Tamil All Character Encoding

Tamil All Character Encoding(TACE16) is a 16-bit unicode based character encoding scheme for Tamil language.[1][2]

Keyboard drivers and Fonts

The Keyboard driver for this encoding scheme are available in Tamil Virtual University website for free.[3] It uses Tamil99 and Tamil Typewriter keyboard layouts, which are approved by Tamil Nadu Government, and maps the input keystrokes to its corresponding characters of TACE16 scheme.[2] To read the files which are created using TACE16 scheme, the corresponding Unicode Tamil fonts for this encoding scheme are also available in the same website.[3] These fonts not only has mapping of glyphs for characters of TACE16 format, but also has mapping of glyphs for the present Unicode encoding for both ASCII and Tamil characters, so that it can provide backward compatibility for reading existing files which are created using present Unicode encoding scheme for Tamil language.

Codepage Layout

All characters of this encoding scheme are located in Basic Multilingual Plane of Unicode's Universal Character Set.

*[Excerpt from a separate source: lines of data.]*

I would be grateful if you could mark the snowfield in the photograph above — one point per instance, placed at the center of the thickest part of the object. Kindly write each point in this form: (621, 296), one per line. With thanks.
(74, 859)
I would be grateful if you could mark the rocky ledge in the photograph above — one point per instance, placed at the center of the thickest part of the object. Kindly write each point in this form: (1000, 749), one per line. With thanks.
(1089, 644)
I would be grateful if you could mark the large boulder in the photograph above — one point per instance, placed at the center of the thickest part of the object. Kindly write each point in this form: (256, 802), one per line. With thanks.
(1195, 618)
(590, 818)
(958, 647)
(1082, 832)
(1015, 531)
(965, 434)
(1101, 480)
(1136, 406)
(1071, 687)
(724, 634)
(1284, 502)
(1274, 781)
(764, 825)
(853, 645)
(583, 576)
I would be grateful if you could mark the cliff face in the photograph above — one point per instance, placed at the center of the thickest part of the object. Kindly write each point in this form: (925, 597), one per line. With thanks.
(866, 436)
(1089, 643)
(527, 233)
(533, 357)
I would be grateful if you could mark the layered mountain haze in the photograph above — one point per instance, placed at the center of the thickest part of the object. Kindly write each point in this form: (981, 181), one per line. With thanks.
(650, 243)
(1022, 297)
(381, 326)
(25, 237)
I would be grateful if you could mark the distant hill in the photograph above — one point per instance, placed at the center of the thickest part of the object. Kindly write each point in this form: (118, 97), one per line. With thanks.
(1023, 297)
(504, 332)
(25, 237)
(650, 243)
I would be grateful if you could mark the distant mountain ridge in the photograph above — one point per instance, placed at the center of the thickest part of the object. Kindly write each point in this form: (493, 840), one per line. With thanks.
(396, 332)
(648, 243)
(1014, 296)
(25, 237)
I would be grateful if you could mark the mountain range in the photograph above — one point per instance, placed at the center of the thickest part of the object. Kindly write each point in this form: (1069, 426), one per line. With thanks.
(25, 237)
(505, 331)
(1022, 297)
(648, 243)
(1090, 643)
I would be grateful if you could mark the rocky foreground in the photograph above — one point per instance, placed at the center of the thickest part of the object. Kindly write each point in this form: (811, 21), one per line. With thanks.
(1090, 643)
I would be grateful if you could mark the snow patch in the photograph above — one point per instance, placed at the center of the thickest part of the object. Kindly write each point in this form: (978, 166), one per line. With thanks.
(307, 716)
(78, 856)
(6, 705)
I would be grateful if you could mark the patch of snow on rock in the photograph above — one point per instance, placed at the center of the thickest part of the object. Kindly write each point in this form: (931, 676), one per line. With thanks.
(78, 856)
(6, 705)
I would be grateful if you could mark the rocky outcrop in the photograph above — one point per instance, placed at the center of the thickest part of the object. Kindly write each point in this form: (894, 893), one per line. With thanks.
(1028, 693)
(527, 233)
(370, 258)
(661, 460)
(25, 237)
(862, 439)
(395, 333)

Tamil All Character Encoding(TACE16) Character Set
Consonants→
Vowels
E10 E18 E1A E1F E20 E21 E22 E23 E24 E25 E26 E27 E28 E29 E2A E2B E2C E2D E2E E2F E30 E31 E32 E33 E34 E35 E36 E37 E38 E39 E3A E3B E3C E3D E3E E3F
0 அரைக்கால் க் ங் ச் ஞ் ட் ண் த் ந் ப் ம் ய் ர் ல் வ் ழ் ள் ற் ன் ஜ் ஶ் ஷ் ஸ் ஹ் க்ஷ்
1 கால் க்ஷ
2 அரை கா ஙா சா ஞா டா ணா தா நா பா மா யா ரா லா வா ழா ளா றா னா ஜா ஶா ஷா ஸா ஹா க்ஷா
3 முக்கால் ி கி ஙி சி ஞி டி ணி தி நி பி மி யி ரி லி வி ழி ளி றி னி ஜி ஶி ஷி ஸி ஹி க்ஷி
4 அரைவீசம் கீ ஙீ சீ ஞீ டீ ணீ தீ நீ பீ மீ யீ ரீ லீ வீ ழீ ளீ றீ னீ ஜீ ஶீ ஷீ ஸீ ஹீ க்ஷீ
5 வீசம் கு ஙு சு ஞு டு ணு து நு பு மு யு ரு லு வு ழு ளு று னு ஜு ஶு ஷு ஸு ஹு க்ஷு
6 மூவீசம் கூ ஙூ சூ ஞூ டூ ணூ தூ நூ பூ மூ யூ ரூ லூ வூ ழூ ளூ றூ னூ ஜூ ஶூ ஷூ ஸூ ஹூ க்ஷூ
7 அரைமா கெ ஙெ செ ஞெ டெ ணெ தெ நெ பெ மெ யெ ரெ லெ வெ ழெ ளெ றெ னெ ஜெ ஶெ ஷெ ஸெ ஹெ க்ஷெ
8 பௌர்ணமி ஒருமா கே ஙே சே ஞே டே ணே தே நே பே மே யே ரே லே வே ழே ளே றே னே ஜே ஶே ஷே ஸே ஹே க்ஷே
9 அமாவாசை இரண்டுமா கை ஙை சை ஞை டை ணை தை நை பை மை யை ரை லை வை ழை ளை றை னை ஜை ஶை ஷை ஸை ஹை க்ஷை
A கார்த்திகை மும்மா கொ ஙொ சொ ஞொ டொ ணொ தொ நொ பொ மொ யொ ரொ லொ வொ ழொ ளொ றொ னொ ஜொ ஶொ ஷொ ஸொ ஹொ க்ஷொ
B ராஜ நாலுமா கோ ஙோ சோ ஞோ டோ ணோ தோ நோ போ மோ யோ ரோ லோ வோ ழோ ளோ றோ னோ ஜோ ஶோ ஷோ ஸோ ஹோ க்ஷோ
C முந்திரி கௌ ஙௌ சௌ ஞௌ டௌ ணௌ தௌ நௌ பௌ மௌ யௌ ரௌ லௌ வௌ ழௌ ளௌ றௌ னௌ ஜௌ ஶௌ ஷௌ ஸௌ ஹௌ க்ஷௌ
D அரைக்காணி ஸ்ரீ
E காணி
F முக்காணி
Note:
Newly added. Not present in Unicode_v6.3.
Allocated for researches(NLP)
For future use

Analysis of TACE16 over present Unicode standard for Tamil language

Issues with the present Unicode for Tamil language

The present Unicode standard for Tamil is considered not adequate for efficient and effective usage of Tamil in computers, due to the following reasons:[1]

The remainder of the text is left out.